Linking, Equating, and Scaling: What's the Difference
When talking about student test scores, it is not uncommon to hear the words equating, linking, and scaling. Although these words play an important role in determining the score a student receives, the meaning of these words is not always clear.
Linking
Linking refers to a relationship between test scores on two different tests that are not necessarily built to have the same content or level of difficulty. When tests are purposefully built to differ in content or difficulty, linking must be conducted in order to establish a relationship between the test scores.
One common example of linking is relating ACT composite scores to SAT Critical Reading (formerly Verbal) and Math scores. Although these two assessments are both college entrance exams, they are purposefully created to be different. The SAT contains two general areas (excluding writing): Critical Reading and Math. The ACT contains four general areas (excluding writing): English, Mathematics, Reading, and Science. Although there are similarities between these two tests, they are obviously different.
So, why do we need to establish a relationship between tests when they are different? Continuing with the ACT/SAT example, one reason is that colleges and universities frequently require a certain minimum test score in order for a student to be considered for admission. If a university requires an ACT score of 22 in order for a student to be considered for admission, the university must also know the comparable SAT score in order to establish a minimum requirement for students taking only the SAT. In this example, the relationship is established by using scores from students who took both the ACT and SAT. One cautionary note is that when tests contain very different content, linking will not be adequate for all purposes.
Equating
Equating could be considered a more specific form of linking, or the strongest type of linking relationship. As discussed in a previous learning tool, equating is a process used to make test scores across different forms of the same test interchangeable. When test forms are created to be similar in content and difficulty, equating adjusts for differences in difficulty. Test forms are considered to be essentially the same, so scores on the two forms can be used interchangeably after equating has adjusted for differences in difficulty.
Scaling
Scaling is a process for transforming student raw scores (i.e., number correct) onto a different score scale. Reported scores on the SAT, which range from 400 to 1600, are scale scores rather than raw scores. What is the point of transforming these scores? The main purpose of scaling is to facilitate interpretation and understanding of test scores. Raw scores are difficult to interpret without additional information. If a student receives a raw score of 45, it is impossible to know how well the student did without knowing the total number of points and the performance of other students. Scale scores are established to provide an easy way of interpreting test scores. Once scales have been created and test users become familiar with the scale, test users can know how well an examinee did with only the information given in the scale score.
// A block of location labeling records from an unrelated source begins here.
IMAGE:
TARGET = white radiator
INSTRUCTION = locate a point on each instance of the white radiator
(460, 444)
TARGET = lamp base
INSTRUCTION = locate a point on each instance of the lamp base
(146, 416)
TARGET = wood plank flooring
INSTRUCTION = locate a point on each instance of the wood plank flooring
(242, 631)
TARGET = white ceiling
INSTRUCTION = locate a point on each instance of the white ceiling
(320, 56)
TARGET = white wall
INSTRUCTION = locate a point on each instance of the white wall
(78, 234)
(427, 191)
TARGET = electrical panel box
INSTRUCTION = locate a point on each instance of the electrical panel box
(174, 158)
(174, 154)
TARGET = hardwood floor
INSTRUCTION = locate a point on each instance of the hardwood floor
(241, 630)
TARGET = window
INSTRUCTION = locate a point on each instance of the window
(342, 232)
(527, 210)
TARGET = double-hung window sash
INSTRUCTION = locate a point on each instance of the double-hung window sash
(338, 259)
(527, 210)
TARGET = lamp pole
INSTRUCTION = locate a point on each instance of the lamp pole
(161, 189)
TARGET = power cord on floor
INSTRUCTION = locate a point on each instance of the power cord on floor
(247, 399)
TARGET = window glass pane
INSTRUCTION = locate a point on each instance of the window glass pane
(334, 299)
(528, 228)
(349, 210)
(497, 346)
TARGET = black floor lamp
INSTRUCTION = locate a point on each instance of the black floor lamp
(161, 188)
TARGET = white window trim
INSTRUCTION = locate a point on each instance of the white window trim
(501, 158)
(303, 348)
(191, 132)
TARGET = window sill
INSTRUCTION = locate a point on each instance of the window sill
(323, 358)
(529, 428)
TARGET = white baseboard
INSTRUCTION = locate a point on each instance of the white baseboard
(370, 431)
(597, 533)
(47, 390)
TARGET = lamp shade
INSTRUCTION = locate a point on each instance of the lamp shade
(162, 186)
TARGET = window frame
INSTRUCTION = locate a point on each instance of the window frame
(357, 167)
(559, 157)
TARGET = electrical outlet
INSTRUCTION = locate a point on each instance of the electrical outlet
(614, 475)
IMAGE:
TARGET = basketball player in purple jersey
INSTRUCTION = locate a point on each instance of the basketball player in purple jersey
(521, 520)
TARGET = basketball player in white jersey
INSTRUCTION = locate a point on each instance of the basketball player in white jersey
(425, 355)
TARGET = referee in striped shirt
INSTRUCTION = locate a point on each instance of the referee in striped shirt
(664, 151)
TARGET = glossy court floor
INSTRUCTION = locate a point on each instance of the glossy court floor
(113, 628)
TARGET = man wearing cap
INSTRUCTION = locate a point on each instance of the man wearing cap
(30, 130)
Another example of scaling is in the Item Response Theory (IRT) framework. Examinee raw scores are transformed onto a specific scale referred to as theta. On this scale, the scores of every group of examinees are scaled to have a mean of 0 and a standard deviation of 1. However, it is common for groups of examinees to differ in ability across years. If examinees in Year 2 did better on a test than in Year 1, this difference would not be evident on the theta scale. This creates the need for transforming the new theta scale onto the previous years' scale. A linear equation can be used to transform IRT parameter estimates from Year 2 to the Year 1 scale. When IRT is the underlying model for equating a test, this scaling procedure is an integral step in the overall IRT equating procedure.
Vertical Scaling or Vertical Equating
The purpose of vertical scaling or vertical equating is to place test scores from multiple levels of a test onto a single score scale. Testing programs commonly have a battery of tests that are administered to students at different grade levels. Typically, the tests measure the same constructs (e.g., geometry, algebra, numerical operations), although the levels of the tests differ to some degree in content and difficulty. For example, the content and difficulty of a 3rd grade test would be different than that of a 4th grade test, even though both tests were measuring math related constructs. When there are multiple test levels across grade levels, it is typically desirable to compare student progress from year to year. One way of doing this is by creating a single score scale across all levels of the test. Relating performance on each test level to the single score scale is referred to as vertical scaling.
So, What is the Difference, Really?
The actual procedures for conducting linking and equating are very similar. The major distinction between these two terms is conceptual in nature. Tests are linked to establish a relationship when tests have purposefully been created to be different. Tests are equated to adjust for differences in difficulty when two test forms of the same test have been built to be as similar as possible. Rather than relating scores on two tests, scaling transforms scores on one test to a different metric that is more easily interpreted and understood.